Hi abigail. Will need to know how old/ big the lizard is= growing is more food than adult. Also, if it hibernates, that's a few months off from food.


----------



## thatoneguy (Sep 30, 2015)

Mine is about 4 months, and can last a week or 2 with 2lbs of chicken hearts which cost like 2 bucks. 1lb of ground turkey usually last about a week, and I usually throw in some scrambled eggs too.

I don't feed crickets anymore but in the first 2 months was eating like 50 large crickets a week. Plus the chicken hearts or turkey. 
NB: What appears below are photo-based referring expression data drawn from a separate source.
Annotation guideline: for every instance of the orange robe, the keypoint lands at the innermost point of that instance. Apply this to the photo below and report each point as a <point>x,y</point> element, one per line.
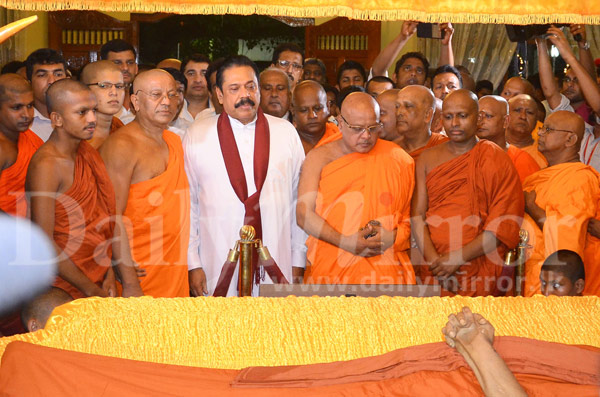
<point>524,163</point>
<point>157,218</point>
<point>541,368</point>
<point>12,179</point>
<point>353,190</point>
<point>475,192</point>
<point>83,221</point>
<point>569,194</point>
<point>434,140</point>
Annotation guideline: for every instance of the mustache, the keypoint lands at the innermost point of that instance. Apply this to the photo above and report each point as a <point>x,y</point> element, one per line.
<point>245,101</point>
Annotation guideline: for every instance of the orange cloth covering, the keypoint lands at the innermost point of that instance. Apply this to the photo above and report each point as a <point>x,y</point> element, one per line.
<point>533,151</point>
<point>541,368</point>
<point>569,194</point>
<point>83,221</point>
<point>434,140</point>
<point>12,179</point>
<point>484,184</point>
<point>157,218</point>
<point>524,163</point>
<point>353,190</point>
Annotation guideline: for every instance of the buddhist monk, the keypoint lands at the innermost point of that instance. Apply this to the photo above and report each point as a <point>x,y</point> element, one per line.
<point>563,274</point>
<point>354,202</point>
<point>106,82</point>
<point>71,196</point>
<point>493,120</point>
<point>17,142</point>
<point>467,206</point>
<point>310,113</point>
<point>560,201</point>
<point>145,163</point>
<point>414,112</point>
<point>522,123</point>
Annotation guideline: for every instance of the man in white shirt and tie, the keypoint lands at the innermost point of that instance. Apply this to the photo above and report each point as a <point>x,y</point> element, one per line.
<point>243,168</point>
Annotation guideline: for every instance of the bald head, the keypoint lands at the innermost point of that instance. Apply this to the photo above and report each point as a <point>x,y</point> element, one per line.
<point>516,86</point>
<point>12,84</point>
<point>36,313</point>
<point>92,71</point>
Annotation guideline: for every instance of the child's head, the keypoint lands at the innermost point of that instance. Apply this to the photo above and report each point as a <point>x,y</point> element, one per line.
<point>563,274</point>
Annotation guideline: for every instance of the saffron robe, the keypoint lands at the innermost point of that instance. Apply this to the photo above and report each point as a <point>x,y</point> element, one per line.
<point>353,190</point>
<point>475,192</point>
<point>84,219</point>
<point>569,193</point>
<point>157,219</point>
<point>12,179</point>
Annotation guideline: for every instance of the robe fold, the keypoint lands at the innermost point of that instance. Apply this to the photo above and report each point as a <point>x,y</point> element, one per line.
<point>12,179</point>
<point>157,219</point>
<point>475,192</point>
<point>523,162</point>
<point>541,368</point>
<point>84,219</point>
<point>434,140</point>
<point>569,193</point>
<point>354,190</point>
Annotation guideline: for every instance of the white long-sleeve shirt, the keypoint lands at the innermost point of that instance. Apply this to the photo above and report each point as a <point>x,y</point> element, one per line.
<point>217,214</point>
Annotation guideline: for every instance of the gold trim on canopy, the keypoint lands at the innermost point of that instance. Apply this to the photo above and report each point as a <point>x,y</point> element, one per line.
<point>458,11</point>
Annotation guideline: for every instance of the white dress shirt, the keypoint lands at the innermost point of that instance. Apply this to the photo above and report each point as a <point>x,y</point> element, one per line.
<point>42,126</point>
<point>217,213</point>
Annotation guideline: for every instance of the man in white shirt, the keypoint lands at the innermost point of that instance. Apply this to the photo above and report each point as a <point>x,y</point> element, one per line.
<point>44,67</point>
<point>243,168</point>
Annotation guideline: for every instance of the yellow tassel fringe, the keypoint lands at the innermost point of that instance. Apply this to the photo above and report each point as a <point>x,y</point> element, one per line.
<point>239,332</point>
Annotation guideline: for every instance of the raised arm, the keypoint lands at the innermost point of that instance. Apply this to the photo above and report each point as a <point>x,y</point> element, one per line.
<point>119,164</point>
<point>43,183</point>
<point>386,57</point>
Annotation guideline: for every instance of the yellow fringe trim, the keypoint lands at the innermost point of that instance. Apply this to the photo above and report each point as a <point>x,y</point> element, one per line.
<point>239,332</point>
<point>311,11</point>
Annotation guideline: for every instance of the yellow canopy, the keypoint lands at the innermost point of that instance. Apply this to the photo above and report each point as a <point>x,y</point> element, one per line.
<point>459,11</point>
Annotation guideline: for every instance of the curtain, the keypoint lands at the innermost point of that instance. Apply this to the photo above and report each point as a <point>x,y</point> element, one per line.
<point>483,48</point>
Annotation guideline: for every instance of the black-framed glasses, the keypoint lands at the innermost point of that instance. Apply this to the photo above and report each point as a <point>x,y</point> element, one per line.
<point>359,129</point>
<point>105,85</point>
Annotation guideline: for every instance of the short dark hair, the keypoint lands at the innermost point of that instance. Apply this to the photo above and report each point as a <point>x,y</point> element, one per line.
<point>351,65</point>
<point>177,75</point>
<point>200,58</point>
<point>286,47</point>
<point>213,67</point>
<point>116,45</point>
<point>43,56</point>
<point>447,69</point>
<point>380,79</point>
<point>567,262</point>
<point>347,91</point>
<point>409,55</point>
<point>233,61</point>
<point>12,67</point>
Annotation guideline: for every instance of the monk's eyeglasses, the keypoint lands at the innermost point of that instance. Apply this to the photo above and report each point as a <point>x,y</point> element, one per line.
<point>359,129</point>
<point>548,130</point>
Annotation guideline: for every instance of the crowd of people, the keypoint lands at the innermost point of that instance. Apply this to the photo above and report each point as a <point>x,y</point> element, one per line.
<point>143,178</point>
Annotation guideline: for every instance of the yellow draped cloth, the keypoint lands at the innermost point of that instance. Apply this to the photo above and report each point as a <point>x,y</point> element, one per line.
<point>233,333</point>
<point>458,11</point>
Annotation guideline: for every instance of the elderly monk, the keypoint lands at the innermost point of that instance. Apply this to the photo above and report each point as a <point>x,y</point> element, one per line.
<point>560,201</point>
<point>467,206</point>
<point>71,195</point>
<point>354,202</point>
<point>493,120</point>
<point>106,82</point>
<point>145,163</point>
<point>17,142</point>
<point>414,112</point>
<point>309,108</point>
<point>522,124</point>
<point>275,93</point>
I really don't know if my tegus eats as much as others or not, and some days he eats a lot more then other days.


----------



## cihan yak (Oct 2, 2015)

Mine too. I wonder, how can my tegu go to hibernate? What can ı do for him? Temper or humidit etc.etc...


----------



## Tigger (Nov 5, 2015)

Mine eats like every other day, she's lil over 2 ft. N it's not ver costly for the food.. Hard boiled eggs, ground turkey( I put in med size meatballs), n freeze. N once a week give her that. The meat will last a while, a bunch of dif fruit. ( n u can do the same put in portion sizes n freeze). Mine does not eat fruit for some reason.. N I've tried a bunch of dif stuff.. Every 2/3 weeks a mouse ( after that she dnt eat for 2/3 days) they fill her..


----------



## Walter1 (Nov 5, 2015)

Mine eat f/t mice say 40%, and some organ meat, occasional raw chicken strips/tenders, wet high quality dog food also 40% and some misc. fruit. But then nothing as the dragons sleep through winter in the basement at about 58-62f.


----------